Black Panther se distingue également par un casting féminin libéré des clichés du genre. Souvent sexualisées dans les comic books Black Panther, les héroïnes jouées par Lupita Nyong’o, Danai Gurira et Letitia Wright sont des guerrières qui livrent dans le film des combats aussi impressionnants que dans Le Seigneur des Anneaux. La dernière demi-heure de Black Panther offre ainsi des scènes inédites dans l'histoire de Hollywood: de la heroic fantasy avec des comédiens noirs.

Les guerrières de Black Panther
Les guerrières de Black Panther © Marvel Studios 2018

Interrogé en décembre dernier par Vulture sur l'impact qu'aurait eu Black Panther sur lui s'il avait vu le film à l'âge de dix ans, Ryan Coogler a répondu, très ému:

"Pour être honnête, c'est impossible [...] A 10 ans, je n'aurais jamais cru qu'on aurait un président noir. Je fais ce film pour moi à 10 ans et pour moi à 31 ans [...] Voir un film avec quelqu'un qui me ressemble, qui est un roi et qui connaît ses ancêtres au début du film et possède une armée d'incroyables personnes qui croient en lui? C'est impossible de savoir l'impact que cela aurait eu sur moi à l'âge de 10 ans".

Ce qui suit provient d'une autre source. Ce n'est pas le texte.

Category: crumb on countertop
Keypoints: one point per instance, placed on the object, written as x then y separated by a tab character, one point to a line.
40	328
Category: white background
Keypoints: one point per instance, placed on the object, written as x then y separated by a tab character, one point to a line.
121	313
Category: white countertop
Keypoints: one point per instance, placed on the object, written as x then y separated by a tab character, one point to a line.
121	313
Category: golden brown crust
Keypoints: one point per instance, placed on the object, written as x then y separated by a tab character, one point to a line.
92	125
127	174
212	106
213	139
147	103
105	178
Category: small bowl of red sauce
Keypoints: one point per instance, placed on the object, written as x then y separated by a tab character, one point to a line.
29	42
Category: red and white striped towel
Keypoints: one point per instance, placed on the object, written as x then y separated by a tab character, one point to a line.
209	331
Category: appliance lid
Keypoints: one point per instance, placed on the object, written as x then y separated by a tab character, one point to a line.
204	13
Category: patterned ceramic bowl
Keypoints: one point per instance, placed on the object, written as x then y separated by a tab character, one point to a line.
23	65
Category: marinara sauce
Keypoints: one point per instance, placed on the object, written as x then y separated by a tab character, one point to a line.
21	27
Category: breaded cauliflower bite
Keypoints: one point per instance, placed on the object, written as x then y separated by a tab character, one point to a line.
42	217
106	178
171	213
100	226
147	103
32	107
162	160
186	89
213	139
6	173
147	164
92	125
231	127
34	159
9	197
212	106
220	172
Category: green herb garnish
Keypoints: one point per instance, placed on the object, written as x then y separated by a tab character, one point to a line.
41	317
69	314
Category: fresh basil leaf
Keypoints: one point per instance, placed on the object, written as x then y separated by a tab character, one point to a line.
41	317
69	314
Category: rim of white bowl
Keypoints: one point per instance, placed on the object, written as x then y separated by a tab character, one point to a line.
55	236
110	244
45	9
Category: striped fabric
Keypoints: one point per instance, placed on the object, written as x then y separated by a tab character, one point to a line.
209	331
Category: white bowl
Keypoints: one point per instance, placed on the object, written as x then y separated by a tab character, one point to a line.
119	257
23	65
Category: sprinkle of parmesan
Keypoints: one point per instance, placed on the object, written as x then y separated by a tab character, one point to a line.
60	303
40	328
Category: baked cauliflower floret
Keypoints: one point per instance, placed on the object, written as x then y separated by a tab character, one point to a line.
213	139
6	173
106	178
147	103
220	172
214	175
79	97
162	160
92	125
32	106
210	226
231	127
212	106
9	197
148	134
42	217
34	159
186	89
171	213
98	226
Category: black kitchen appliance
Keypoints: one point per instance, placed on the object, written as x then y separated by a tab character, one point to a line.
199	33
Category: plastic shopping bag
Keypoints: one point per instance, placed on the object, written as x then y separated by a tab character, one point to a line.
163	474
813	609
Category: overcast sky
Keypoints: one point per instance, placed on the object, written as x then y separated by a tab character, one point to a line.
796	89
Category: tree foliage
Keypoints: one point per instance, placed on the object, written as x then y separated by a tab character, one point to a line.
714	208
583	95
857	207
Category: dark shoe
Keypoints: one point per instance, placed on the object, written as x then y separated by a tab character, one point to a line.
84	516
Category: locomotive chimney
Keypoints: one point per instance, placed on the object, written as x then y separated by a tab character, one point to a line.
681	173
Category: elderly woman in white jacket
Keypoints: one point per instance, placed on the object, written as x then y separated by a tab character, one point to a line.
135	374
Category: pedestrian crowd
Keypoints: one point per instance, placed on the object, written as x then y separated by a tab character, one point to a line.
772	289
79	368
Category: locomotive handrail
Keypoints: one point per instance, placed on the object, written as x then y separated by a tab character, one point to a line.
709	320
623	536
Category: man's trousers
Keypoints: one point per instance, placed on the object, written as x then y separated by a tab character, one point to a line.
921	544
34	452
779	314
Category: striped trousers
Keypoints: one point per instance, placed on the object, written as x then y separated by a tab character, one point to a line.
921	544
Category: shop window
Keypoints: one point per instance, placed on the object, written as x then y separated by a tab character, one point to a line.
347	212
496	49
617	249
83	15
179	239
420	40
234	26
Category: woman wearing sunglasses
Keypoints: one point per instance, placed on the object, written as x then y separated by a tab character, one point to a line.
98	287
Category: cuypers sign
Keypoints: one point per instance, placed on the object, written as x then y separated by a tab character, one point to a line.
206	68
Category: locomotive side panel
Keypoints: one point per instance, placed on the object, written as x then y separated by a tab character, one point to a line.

42 ans après sa première apparition dans une histoire des Quatre Fantastiques (qu'il avait battu!), Black Panther pourrait bien connaître un succès retentissant au box-office. Et convaincre les sceptiques que Marvel n'est pas là uniquement pour divertir, mais aussi pour faire réfléchir et changer le monde. 

Black Panther en mauvaise situation.